第199章 孤如何不能?(1 / 2)

送走李行远后,李穆挑灯剪烛,拆开刚拿到的信。

正待展阅,门外忽报:“秦小姐来了!”

李穆蹙眉:“不见!”手中展开信件。

熟悉的字迹映入眼帘,如涓涓溪流漫过,温温的,润遍全身,再无处不好。

他不自觉软了眉眼,唇角微微弯起,逐字逐句地看着唐小姑娘的来信。

“时已入冬,剿匪多在山间奔走,料比京城寒凉,勿忘添衣加食……”

那是肯定的,他的冬衣都是她备下的,早就穿上了;加食——

李穆犹豫片刻,朝外吩咐道:“煮碗羊肉汤饼来!”

“这么晚还吃羊肉?啧啧,不怕燥热吗?”门外传来秦容戏谑的笑。

她怎么还在?

李穆皱了皱眉,没理会,继续看信——

“初次随军,或有不顺,遇事望冷静勿怒……”

不顺么?

也没什么不顺的。

虽然出京以来,行军迟缓,到现在一个匪寨都没拿下,但也在意料之中,他怎么会为这种事动怒?
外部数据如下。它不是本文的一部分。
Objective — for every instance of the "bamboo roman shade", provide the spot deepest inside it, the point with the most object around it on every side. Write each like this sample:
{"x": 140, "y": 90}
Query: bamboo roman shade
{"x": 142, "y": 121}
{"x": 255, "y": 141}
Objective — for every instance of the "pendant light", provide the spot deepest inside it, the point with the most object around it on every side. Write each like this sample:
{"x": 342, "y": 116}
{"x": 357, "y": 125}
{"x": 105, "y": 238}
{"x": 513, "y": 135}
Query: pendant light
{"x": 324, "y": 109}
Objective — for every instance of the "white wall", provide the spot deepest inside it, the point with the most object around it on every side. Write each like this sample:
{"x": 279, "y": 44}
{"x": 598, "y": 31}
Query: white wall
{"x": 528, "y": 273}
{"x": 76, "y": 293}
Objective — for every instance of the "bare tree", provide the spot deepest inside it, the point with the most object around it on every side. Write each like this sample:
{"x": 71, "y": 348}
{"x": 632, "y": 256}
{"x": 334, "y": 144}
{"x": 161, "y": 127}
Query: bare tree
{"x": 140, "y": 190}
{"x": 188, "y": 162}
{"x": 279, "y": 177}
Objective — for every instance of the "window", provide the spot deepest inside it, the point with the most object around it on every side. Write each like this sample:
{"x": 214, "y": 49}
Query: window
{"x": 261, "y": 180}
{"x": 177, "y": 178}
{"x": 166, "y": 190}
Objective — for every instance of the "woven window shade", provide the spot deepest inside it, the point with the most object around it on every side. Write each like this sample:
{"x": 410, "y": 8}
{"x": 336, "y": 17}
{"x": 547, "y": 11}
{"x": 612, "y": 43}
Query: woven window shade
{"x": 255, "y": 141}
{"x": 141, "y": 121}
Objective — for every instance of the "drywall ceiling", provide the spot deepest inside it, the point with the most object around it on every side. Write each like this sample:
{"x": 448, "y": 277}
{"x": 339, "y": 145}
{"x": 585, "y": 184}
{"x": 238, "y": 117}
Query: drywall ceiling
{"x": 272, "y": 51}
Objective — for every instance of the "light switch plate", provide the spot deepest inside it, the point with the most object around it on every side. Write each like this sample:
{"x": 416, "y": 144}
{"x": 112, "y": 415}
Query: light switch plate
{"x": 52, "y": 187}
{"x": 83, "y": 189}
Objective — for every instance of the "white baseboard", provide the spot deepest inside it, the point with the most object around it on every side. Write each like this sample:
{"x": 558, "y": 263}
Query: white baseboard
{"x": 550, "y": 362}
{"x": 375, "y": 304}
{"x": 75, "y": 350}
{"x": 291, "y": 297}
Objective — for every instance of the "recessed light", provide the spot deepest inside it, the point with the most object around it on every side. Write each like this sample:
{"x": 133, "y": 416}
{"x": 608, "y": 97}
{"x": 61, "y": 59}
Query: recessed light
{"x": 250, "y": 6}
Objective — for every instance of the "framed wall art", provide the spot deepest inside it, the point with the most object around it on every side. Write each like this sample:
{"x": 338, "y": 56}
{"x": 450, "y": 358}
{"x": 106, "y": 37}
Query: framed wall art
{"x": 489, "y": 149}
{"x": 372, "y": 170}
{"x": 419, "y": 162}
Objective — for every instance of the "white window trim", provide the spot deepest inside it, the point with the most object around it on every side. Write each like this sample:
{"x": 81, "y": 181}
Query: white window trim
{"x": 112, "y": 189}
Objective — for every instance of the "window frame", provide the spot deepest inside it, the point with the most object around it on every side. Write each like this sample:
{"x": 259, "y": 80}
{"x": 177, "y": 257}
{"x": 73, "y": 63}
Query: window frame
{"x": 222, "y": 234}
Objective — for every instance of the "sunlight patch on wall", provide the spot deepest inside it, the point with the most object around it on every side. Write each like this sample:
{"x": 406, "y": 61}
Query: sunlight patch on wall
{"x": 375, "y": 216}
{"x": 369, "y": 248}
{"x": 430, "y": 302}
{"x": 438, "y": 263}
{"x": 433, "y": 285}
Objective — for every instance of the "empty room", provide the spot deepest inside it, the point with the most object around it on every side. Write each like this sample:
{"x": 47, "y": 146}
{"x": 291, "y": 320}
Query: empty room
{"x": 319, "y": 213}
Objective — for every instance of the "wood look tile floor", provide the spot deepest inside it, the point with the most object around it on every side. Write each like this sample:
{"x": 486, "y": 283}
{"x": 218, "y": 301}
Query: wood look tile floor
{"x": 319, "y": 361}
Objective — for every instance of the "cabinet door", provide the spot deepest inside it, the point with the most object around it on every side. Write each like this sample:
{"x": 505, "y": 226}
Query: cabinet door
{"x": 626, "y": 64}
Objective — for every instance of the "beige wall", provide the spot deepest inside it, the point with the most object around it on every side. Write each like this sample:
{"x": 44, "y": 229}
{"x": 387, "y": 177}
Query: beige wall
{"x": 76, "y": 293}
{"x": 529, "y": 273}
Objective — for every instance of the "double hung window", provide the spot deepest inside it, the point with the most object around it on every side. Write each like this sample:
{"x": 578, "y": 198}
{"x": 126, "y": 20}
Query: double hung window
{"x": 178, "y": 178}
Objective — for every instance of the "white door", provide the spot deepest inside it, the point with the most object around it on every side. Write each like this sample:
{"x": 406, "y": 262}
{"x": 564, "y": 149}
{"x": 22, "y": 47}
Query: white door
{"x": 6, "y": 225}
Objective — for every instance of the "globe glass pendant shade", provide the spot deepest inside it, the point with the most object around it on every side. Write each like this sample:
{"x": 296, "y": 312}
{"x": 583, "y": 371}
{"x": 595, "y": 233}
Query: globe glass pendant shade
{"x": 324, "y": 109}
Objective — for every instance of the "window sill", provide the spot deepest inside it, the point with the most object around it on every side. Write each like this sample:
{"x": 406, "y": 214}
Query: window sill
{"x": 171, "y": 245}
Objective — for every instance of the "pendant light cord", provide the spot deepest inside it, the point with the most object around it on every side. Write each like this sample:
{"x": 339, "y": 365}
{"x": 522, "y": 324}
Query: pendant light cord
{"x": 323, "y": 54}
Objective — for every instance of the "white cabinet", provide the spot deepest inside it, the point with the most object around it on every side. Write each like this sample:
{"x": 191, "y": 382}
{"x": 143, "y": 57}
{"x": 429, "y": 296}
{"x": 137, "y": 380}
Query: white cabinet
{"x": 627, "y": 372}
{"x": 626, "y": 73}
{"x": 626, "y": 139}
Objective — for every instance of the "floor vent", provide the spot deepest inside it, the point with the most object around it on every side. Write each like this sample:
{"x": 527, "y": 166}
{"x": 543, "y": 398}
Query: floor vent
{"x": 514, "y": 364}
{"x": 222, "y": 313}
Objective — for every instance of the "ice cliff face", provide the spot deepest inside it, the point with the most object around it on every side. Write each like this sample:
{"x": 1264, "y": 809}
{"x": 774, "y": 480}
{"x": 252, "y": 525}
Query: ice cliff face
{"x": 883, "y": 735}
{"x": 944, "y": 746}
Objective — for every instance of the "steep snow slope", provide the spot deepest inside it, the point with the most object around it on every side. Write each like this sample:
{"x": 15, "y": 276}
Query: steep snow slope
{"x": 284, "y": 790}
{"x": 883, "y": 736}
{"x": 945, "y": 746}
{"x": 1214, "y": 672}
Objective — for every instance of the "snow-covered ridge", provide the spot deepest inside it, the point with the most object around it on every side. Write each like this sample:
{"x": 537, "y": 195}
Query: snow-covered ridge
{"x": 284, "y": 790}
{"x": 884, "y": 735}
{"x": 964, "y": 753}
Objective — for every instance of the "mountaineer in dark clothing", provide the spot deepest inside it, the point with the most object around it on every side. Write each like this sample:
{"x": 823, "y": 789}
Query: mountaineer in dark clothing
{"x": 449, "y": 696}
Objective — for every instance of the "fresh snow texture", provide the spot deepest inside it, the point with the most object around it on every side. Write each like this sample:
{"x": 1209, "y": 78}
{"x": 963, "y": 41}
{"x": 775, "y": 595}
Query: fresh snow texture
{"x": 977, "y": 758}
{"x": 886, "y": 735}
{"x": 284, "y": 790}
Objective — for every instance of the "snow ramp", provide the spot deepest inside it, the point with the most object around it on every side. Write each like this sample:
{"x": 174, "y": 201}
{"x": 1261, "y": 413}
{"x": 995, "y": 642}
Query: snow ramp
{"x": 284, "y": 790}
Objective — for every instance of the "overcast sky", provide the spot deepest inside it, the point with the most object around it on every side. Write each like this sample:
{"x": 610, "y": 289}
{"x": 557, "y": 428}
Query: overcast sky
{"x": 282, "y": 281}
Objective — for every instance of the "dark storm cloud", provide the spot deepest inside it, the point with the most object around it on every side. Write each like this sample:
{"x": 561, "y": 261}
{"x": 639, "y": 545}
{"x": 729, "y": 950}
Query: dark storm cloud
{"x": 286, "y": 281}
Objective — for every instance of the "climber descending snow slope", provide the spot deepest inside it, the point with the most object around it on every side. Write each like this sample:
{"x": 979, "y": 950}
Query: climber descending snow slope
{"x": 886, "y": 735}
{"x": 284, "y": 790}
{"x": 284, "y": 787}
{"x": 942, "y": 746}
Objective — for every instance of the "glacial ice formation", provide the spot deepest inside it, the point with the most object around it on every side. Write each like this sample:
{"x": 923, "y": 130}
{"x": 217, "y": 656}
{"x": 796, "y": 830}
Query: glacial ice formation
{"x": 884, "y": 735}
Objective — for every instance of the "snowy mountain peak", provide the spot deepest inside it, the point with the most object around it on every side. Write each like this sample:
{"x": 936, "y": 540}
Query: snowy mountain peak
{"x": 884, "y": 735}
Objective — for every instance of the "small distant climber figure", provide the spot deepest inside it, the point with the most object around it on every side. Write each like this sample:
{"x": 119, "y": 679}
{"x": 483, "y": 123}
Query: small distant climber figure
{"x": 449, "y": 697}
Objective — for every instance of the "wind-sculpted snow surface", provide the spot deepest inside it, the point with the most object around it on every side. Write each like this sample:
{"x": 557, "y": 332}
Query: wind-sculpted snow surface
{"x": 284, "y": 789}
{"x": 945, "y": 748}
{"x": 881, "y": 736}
“诶!我听说,常山郡王妃没了,你那位袁少侠是不是要走了?岂不是只剩我们俩了?”门外又传来秦容的声音。

怎么还没走?

李穆眸色一沉,正要发话,瞥见信上“勿怒”二字,又忍下不理。

“现常山郡王妃殁,李世子必回镇州奔丧,阿兄又重伤未愈……幸而还有秦小姐……”

李穆又皱眉。

什么意思?

唐子谦不说,李行远也算了,秦容算什么?

在她眼里,连秦容都比他强?

“吱呀——”门突然被推开。

秦容捧着一只托盘笑盈盈站在门口,托盘上一只大碗冒着腾腾热气。

李穆见了她便脸色一沉:“谁让你——”

“嘘——”秦容做了个噤声的手势,朝外使了个眼色。

李穆也听见了隔墙走近的脚步声,眉间一蹙,没有再说什么。

“看你这么晚没睡,我让人给你做了碗羊肉汤饼,趁热吃吧!”秦容站在门口柔声道。

屋内灯光如雾如纱地笼在她身上,即便只是一个背影,也教绕廊走来的人看得神色一痴。

但只惊鸿一瞥,美人儿就进去了。

来人抹了抹嘴,快了几步上前,嚷道:“秦宵!庆王殿下召见!”

……

“唐子谦还乖不?”庆王每回见了李穆,第一句都是问唐子谦,心虚忐忑得目光直闪。

李穆神色淡淡行礼答道:“已令重兵把守,不曾踏出房门半步。”

“好、好!”庆王眉开眼笑。

“不知殿下相召,所谓何事?”李穆问。

不过一名十四五岁的少年,说话时也规规矩矩垂手低眸,但不知为何,庆王对着他总觉得心里发毛。

被他一问,目光下意识飘向屋内一众宇文家的将领。

为首的宇文博接到庆王暗示,清了清嗓子,道:“你小小年纪,又没带过兵,明日攻拔龙门寨的事就交给我们,你留殿下身边护卫左右!”言辞之间,极为傲慢。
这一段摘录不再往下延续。